• Is it is guilt for the one sexual encounter that keeps Rajeev Kaul awake or has he really killed the girl? The film is a psychological thriller which is rather interesting, but feels dragged despite its short running time of 95 minutes. Sanjay Suri looks traumatised enough as Rajeev Kaul but is that enough? This film has a decent supporting cast but needed a huge pay-off at the end. So much thrill for so little an end…

  • Based on a true story of a hotheaded pugilist who wants to prove he is better than everyone else in the ring, Mukkabaaz puts its fist in many pies: boxing, romance, caste wars, defiance and revenge. Anurag Kashyap brings alive small town Uttar Pradesh brilliantly. But the fist through so many pies laced with too many songs becomes a feast too difficult to digest.
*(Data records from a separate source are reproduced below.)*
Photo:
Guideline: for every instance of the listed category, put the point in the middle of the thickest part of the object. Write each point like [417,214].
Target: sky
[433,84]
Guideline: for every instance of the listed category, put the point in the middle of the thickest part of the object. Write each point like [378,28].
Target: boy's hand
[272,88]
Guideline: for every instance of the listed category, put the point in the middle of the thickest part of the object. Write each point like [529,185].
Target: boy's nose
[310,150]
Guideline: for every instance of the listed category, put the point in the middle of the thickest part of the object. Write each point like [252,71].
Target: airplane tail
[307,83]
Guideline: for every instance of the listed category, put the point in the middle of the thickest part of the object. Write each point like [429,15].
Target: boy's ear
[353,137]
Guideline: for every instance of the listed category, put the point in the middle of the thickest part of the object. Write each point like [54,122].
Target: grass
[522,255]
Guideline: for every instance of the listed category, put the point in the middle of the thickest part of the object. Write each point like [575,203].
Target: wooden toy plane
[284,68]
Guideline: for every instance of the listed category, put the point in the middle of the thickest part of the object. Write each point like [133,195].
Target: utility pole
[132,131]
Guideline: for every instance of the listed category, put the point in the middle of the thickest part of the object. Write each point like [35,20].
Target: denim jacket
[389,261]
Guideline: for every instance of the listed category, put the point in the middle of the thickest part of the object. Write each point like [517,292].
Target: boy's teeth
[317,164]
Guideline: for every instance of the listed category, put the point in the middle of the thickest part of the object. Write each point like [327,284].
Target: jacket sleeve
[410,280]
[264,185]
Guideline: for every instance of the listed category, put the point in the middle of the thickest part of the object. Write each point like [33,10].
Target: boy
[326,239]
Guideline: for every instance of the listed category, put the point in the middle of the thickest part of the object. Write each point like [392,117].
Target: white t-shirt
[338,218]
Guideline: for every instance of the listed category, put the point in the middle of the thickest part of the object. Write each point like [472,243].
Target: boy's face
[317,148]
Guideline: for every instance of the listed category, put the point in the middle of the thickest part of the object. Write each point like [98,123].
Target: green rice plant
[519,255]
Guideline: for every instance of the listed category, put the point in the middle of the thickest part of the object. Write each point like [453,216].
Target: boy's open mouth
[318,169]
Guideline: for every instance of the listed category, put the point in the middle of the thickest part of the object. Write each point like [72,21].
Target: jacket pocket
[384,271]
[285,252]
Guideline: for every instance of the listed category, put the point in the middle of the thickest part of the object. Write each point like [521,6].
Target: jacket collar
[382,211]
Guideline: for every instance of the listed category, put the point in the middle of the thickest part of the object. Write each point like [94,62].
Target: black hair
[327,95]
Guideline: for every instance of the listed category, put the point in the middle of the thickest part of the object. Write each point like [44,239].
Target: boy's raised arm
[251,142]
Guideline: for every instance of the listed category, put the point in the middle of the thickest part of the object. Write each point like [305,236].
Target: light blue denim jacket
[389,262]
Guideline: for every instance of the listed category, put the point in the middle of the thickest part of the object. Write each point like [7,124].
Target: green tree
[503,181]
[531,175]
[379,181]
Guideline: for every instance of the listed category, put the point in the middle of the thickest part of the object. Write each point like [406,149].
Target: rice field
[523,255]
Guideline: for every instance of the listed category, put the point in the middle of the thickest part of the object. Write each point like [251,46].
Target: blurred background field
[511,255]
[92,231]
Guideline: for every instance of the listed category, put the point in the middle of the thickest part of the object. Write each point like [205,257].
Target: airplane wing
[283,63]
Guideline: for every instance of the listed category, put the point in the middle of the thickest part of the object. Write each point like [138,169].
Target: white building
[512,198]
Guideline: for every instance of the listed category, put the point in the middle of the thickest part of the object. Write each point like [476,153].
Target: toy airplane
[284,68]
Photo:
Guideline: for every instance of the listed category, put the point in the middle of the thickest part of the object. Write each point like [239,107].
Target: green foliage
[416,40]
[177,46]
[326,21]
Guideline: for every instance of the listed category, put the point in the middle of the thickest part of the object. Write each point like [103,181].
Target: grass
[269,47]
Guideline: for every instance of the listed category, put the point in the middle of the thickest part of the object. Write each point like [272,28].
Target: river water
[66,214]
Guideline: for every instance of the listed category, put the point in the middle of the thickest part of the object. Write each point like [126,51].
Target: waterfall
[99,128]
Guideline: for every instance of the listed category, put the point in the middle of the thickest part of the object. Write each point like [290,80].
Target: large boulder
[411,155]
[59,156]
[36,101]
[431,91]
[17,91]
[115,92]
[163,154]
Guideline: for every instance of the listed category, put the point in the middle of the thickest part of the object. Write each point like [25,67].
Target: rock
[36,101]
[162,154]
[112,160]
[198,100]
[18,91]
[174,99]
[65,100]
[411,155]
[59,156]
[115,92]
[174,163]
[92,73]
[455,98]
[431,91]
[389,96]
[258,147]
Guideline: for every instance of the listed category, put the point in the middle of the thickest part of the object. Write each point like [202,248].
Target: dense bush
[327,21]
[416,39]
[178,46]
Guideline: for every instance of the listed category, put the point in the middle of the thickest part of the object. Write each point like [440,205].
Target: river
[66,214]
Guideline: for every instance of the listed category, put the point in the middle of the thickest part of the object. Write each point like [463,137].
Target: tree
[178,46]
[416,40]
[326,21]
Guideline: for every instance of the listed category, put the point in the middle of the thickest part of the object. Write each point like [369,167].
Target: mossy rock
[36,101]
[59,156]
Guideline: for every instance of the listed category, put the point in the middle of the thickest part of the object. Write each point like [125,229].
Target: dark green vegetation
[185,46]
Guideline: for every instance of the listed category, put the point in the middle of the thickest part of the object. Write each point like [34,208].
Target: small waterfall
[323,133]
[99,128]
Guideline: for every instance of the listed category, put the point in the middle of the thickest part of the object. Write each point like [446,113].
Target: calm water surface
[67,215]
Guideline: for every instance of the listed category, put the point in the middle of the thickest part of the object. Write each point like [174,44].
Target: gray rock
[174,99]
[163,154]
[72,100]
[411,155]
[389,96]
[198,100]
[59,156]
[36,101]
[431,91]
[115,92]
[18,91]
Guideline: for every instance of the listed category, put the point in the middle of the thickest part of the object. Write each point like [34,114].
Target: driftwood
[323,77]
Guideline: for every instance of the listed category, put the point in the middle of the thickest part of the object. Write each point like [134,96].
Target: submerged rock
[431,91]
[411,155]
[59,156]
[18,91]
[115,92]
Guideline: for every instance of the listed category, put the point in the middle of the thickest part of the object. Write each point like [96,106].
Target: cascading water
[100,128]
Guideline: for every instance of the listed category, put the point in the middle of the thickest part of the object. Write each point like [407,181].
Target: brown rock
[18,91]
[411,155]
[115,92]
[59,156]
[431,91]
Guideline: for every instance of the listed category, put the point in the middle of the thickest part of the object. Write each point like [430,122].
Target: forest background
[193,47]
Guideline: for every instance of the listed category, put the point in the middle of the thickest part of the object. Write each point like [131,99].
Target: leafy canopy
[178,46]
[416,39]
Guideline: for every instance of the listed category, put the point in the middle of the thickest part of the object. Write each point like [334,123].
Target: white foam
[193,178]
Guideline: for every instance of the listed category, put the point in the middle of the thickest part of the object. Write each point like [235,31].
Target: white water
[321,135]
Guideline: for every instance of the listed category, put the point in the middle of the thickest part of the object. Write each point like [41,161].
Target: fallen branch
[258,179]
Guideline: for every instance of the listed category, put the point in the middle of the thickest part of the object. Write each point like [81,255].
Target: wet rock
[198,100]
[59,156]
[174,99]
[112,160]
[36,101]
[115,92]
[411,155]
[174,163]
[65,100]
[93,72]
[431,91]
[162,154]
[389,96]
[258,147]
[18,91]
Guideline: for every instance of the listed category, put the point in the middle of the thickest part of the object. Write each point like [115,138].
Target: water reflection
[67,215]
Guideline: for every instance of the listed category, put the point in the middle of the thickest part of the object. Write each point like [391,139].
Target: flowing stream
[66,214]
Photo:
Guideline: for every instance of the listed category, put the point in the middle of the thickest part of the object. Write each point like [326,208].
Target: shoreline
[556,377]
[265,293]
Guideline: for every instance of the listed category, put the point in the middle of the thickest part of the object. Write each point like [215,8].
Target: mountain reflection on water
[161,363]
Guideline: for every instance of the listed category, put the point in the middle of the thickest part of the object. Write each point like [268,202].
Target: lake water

  • If you think a story like Delhi Belly could be replicated or something ‘as cool’ could be made, Kaalakaandi will disappoint you. Three random stories in one night in one terribly pretentious film that tries too hard. Fails.

  • You step out of the theatre laden with cheese and corn: there’s flag waving patriotism, there’s good vs evil, there’s his girl kicking ass, there’s dialog, there’s biceps and six pack abs, there’s the gigantic gun, there’s comic relief, there’s also American drone strikes. Salman Khan fans will love the action-packed corny cheese fest that makes for a decent if predictable watch.

  • The trouble with sequels is that they need to take the story forward or put the protagonists in a new setting. Fukrey, the original mayhem was fun because the protagonists were losers and yet they had a knack of getting out of trouble. This film alas has none of the original humor, the jokes seem forced and out of really bad whatsapp forwards, the characters have no redeeming qualities and despite a bigger budget the story seems forced.

  • There are period films and there are films that periodically make you wonder why this genre is not relegated to history. Kapil Sharma attempts to replace cricket with comedy to a story that Lagaan brought to the screen, and fails miserably. If you manage to stay awake through the romance, perhaps you deserve a medal…

  • Films based in small Northern towns that deal with dowry and squashed ambitions of daughters are a trope done to death. Along comes another with Rajkummar Rao as hero. Just because he’s had a spate of successes, does not mean he will carry this shaadi ka dead horse alone on his shoulders. Everybody tries hard, but the melodramatic treatment makes this film a terrible watch

  • If the lead actors: Sidharth Malhotra and Sonakshi Sinha weren’t so passionless in trying hard to be mysterious, this film could have been less painful to watch.

  • One Jia wants to die and the other is dying and before you come to the ‘Babumoshai’ moment you loved in Anand (Rajesh Khanna, Amitabh Bachchan), you have plotted their demise several times over.

  • The super slowness of the film kills any interest you may have in the unraveling of the plot given away ten minutes into the film.